The generic-drug manufacturer Teva Pharmaceutical Industries plans to cut 10% of its workforce.
Teva Pharmaceutical Industries has announced steps to accelerate the reduction of costs and to optimize its structure and processes. These steps are part of Teva’s worldwide restructuring program, which was introduced in December 2012 and included actions to divest noncore assets, increase organization effectiveness, improve manufacturing efficiency and reduce excess capacity.
Teva will reduce its global workforce by approximately 10% (approximately 5000 employees), and will complete the majority of the reduction by the end of 2014. Teva says it will continues to identify opportunities to optimize value through the selective trimming of assets that no longer fit its core business or are not critical to its future. Teva said it will scale down oversized parts of the company while growing its generics business and core R&D programs, including high-value complex generics, expanding its presence in emerging markets and broadening its portfolio, especially in its specialty medicines and over-the-counter businesses.

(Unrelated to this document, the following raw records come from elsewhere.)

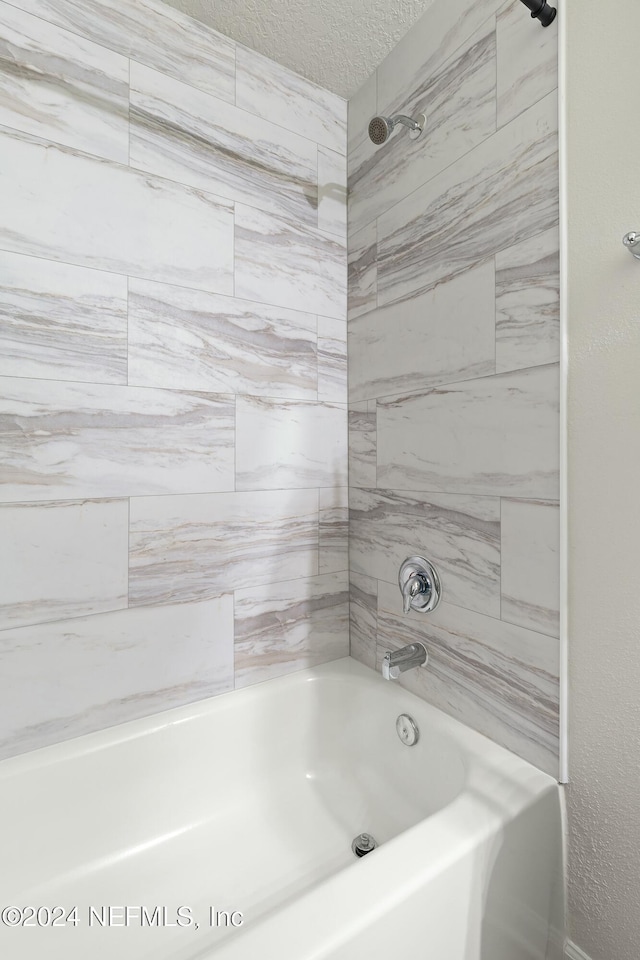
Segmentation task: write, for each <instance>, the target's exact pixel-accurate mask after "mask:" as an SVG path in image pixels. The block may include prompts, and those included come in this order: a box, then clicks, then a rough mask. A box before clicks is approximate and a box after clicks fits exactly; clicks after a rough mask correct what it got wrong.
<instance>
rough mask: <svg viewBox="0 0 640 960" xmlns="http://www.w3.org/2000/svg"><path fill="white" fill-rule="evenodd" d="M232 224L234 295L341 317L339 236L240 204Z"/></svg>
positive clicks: (277, 304)
mask: <svg viewBox="0 0 640 960" xmlns="http://www.w3.org/2000/svg"><path fill="white" fill-rule="evenodd" d="M235 223H236V232H235V252H236V260H235V264H236V266H235V277H236V289H235V293H236V296H238V297H245V298H246V299H248V300H258V301H259V302H262V303H265V302H266V303H274V304H277V305H279V306H282V307H287V308H289V309H291V310H303V311H309V310H313V311H314V312H315V313H319V314H322V316H325V317H335V318H336V319H338V320H344V319H345V317H346V311H347V250H346V241H345V240H344V239H342V238H339V237H336V236H330V235H328V234H323V233H321V232H319V231H318V230H313V229H312V228H310V227H306V226H304V225H303V224H300V223H297V222H294V221H291V220H285V219H283V218H281V217H274V216H270V215H269V214H266V213H264V212H263V211H262V210H255V209H254V208H252V207H246V206H243V205H242V204H238V205H237V206H236V217H235Z"/></svg>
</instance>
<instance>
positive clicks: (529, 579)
mask: <svg viewBox="0 0 640 960" xmlns="http://www.w3.org/2000/svg"><path fill="white" fill-rule="evenodd" d="M559 544H560V509H559V506H558V504H557V503H551V502H544V501H527V500H503V501H502V619H503V620H510V621H511V623H518V624H520V626H522V627H528V628H529V629H530V630H537V631H538V632H539V633H547V634H549V635H550V636H552V637H557V636H559V634H560V612H559V611H560V559H559Z"/></svg>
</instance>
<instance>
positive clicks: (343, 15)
mask: <svg viewBox="0 0 640 960" xmlns="http://www.w3.org/2000/svg"><path fill="white" fill-rule="evenodd" d="M166 2H168V3H169V4H170V5H171V6H172V7H176V8H177V9H178V10H182V11H183V12H184V13H188V14H189V15H190V16H192V17H195V18H196V20H201V21H202V22H203V23H207V24H209V26H212V27H215V29H216V30H219V31H220V32H221V33H224V34H226V35H227V36H228V37H231V38H232V39H233V40H237V41H238V42H240V43H243V44H245V45H246V46H248V47H251V48H252V49H253V50H258V51H259V52H260V53H263V54H264V55H265V56H267V57H270V58H271V59H272V60H277V62H278V63H281V64H283V65H284V66H285V67H289V68H290V69H291V70H295V72H296V73H301V74H302V75H303V76H304V77H307V78H308V79H309V80H313V81H314V82H315V83H319V84H320V86H322V87H325V88H326V89H327V90H332V91H333V92H334V93H337V94H339V95H340V96H341V97H345V98H346V99H349V98H350V97H352V96H353V94H354V93H355V92H356V90H358V88H359V87H360V86H361V85H362V84H363V83H364V81H365V80H366V79H367V77H368V76H369V75H370V74H371V73H373V71H374V70H375V68H376V67H377V66H378V64H379V63H380V62H381V61H382V60H383V59H384V57H385V56H386V55H387V53H389V51H390V50H391V49H392V48H393V47H394V46H395V44H396V43H397V42H398V40H399V39H400V38H401V37H403V36H404V34H405V33H407V31H408V30H409V28H410V27H411V25H412V24H413V23H414V22H415V21H416V20H417V19H418V17H419V16H420V14H421V13H423V11H424V10H426V9H427V7H429V6H430V5H431V2H432V0H166Z"/></svg>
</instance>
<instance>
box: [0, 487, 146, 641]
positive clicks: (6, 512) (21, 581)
mask: <svg viewBox="0 0 640 960" xmlns="http://www.w3.org/2000/svg"><path fill="white" fill-rule="evenodd" d="M128 537H129V504H128V503H127V501H126V500H94V501H91V500H85V501H80V502H78V501H66V502H50V503H28V504H25V503H16V504H2V505H0V542H2V556H3V561H2V575H1V576H0V630H4V629H6V628H8V627H17V626H22V625H24V624H30V623H41V622H42V621H44V620H64V619H66V618H68V617H80V616H84V615H86V614H90V613H99V612H100V611H104V610H117V609H119V608H121V607H126V605H127V589H128V584H127V578H128V563H129V558H128V549H129V546H128Z"/></svg>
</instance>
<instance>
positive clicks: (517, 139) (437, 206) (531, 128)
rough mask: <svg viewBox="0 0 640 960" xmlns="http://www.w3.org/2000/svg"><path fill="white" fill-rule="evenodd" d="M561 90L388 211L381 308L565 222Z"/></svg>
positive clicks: (378, 252) (387, 213)
mask: <svg viewBox="0 0 640 960" xmlns="http://www.w3.org/2000/svg"><path fill="white" fill-rule="evenodd" d="M557 125H558V109H557V97H556V95H555V93H553V94H550V95H549V96H547V97H545V98H544V99H543V100H541V101H540V102H539V103H536V104H535V105H534V106H533V107H531V108H530V109H529V110H527V111H525V112H524V113H523V114H521V115H520V116H519V117H517V118H516V119H515V120H513V122H512V123H510V124H508V125H507V126H505V127H502V129H500V130H498V132H497V133H496V134H494V136H493V137H490V138H489V139H488V140H485V141H483V142H482V143H481V144H480V145H479V146H477V147H476V148H475V149H474V150H472V151H471V152H470V153H469V154H467V155H466V156H464V157H462V158H461V159H459V160H457V161H456V162H455V163H454V164H452V166H451V167H449V168H448V169H447V170H444V171H443V172H442V173H440V174H438V176H436V177H435V178H434V179H433V180H431V181H429V183H427V184H425V185H424V186H423V187H420V189H418V190H417V191H415V193H413V194H411V196H410V197H407V199H406V200H402V201H401V202H400V203H398V204H397V205H396V206H395V207H393V208H392V209H391V210H389V211H388V212H387V213H385V214H383V216H382V217H380V219H379V221H378V303H380V304H385V303H392V302H395V301H397V300H404V299H408V298H409V297H412V296H415V295H416V294H418V293H419V292H421V291H425V290H429V289H431V288H432V287H434V286H435V285H436V284H438V283H440V282H442V281H443V280H445V279H447V278H450V277H454V276H457V275H458V274H460V273H464V272H465V271H466V270H469V269H471V268H472V267H474V266H475V265H476V264H477V263H478V261H480V260H485V259H488V258H489V257H492V256H494V255H495V254H496V253H499V252H500V251H501V250H505V249H506V248H507V247H509V246H511V245H512V244H514V243H517V242H520V241H522V240H526V239H528V238H529V237H532V236H535V235H536V234H538V233H541V232H543V231H544V230H547V229H550V228H551V227H552V226H554V225H555V224H557V222H558V146H557V140H558V137H557Z"/></svg>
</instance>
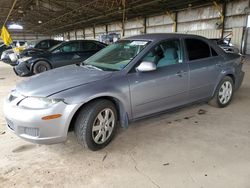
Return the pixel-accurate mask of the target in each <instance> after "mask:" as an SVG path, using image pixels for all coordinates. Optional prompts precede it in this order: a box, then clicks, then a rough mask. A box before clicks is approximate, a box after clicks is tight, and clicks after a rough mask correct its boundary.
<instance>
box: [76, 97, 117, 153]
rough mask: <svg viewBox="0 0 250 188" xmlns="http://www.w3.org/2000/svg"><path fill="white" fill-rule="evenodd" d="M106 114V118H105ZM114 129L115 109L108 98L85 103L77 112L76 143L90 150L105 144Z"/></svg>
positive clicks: (107, 140)
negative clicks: (86, 105) (76, 139)
mask: <svg viewBox="0 0 250 188" xmlns="http://www.w3.org/2000/svg"><path fill="white" fill-rule="evenodd" d="M106 114H108V115H107V116H106V117H108V118H105V115H106ZM99 124H101V125H100V126H99ZM94 127H95V128H94ZM116 130H117V110H116V108H115V106H114V104H113V103H112V102H111V101H108V100H96V101H93V102H91V103H89V104H87V106H85V107H83V108H82V109H81V110H80V112H79V113H78V115H77V117H76V121H75V125H74V132H75V135H76V138H77V141H78V143H80V144H81V145H83V146H84V147H87V148H89V149H90V150H92V151H96V150H99V149H102V148H104V147H105V146H107V145H108V144H109V143H110V142H111V140H112V139H113V138H114V136H115V133H116ZM105 137H106V138H105Z"/></svg>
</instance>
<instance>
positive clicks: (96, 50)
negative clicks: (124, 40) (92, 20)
mask: <svg viewBox="0 0 250 188" xmlns="http://www.w3.org/2000/svg"><path fill="white" fill-rule="evenodd" d="M106 46H107V45H106V44H104V43H101V42H98V41H95V40H73V41H68V42H62V43H60V44H58V45H56V46H54V47H52V48H50V49H49V50H47V51H37V52H36V53H34V54H32V55H31V56H24V57H22V58H20V59H19V60H18V65H16V66H15V67H14V71H15V73H16V74H17V75H18V76H30V75H33V74H38V73H41V72H44V71H47V70H50V69H53V68H57V67H62V66H66V65H71V64H78V63H81V62H82V61H84V60H85V59H87V58H89V57H90V56H92V55H94V54H95V53H96V52H98V51H99V50H101V49H103V48H105V47H106Z"/></svg>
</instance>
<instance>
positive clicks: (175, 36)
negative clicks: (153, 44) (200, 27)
mask: <svg viewBox="0 0 250 188" xmlns="http://www.w3.org/2000/svg"><path fill="white" fill-rule="evenodd" d="M183 37H191V38H197V39H206V40H207V38H205V37H202V36H198V35H192V34H181V33H154V34H143V35H137V36H132V37H128V38H124V39H122V40H150V41H159V40H165V39H169V38H183Z"/></svg>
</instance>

The company now expects to realize approximately $2.0 billion in annual cost savings by the end of 2017, compared to the previously guided range of $1.5 billion to $2.0 billion. The company estimates that $1.0 billion, or 50% of the annual cost savings, will be realized by the end of 2014, and 70% by the end of 2015. The majority of the savings are expected to come from a reduction in the company’s cost of goods. Teva expects to reinvest part of the initial savings accumulated in 2014 and 2015, in high-potential programs. These investments will include the development of the company's complex generics and specialty pharmaceutical pipeline, which includes more than 30 late-stage programs.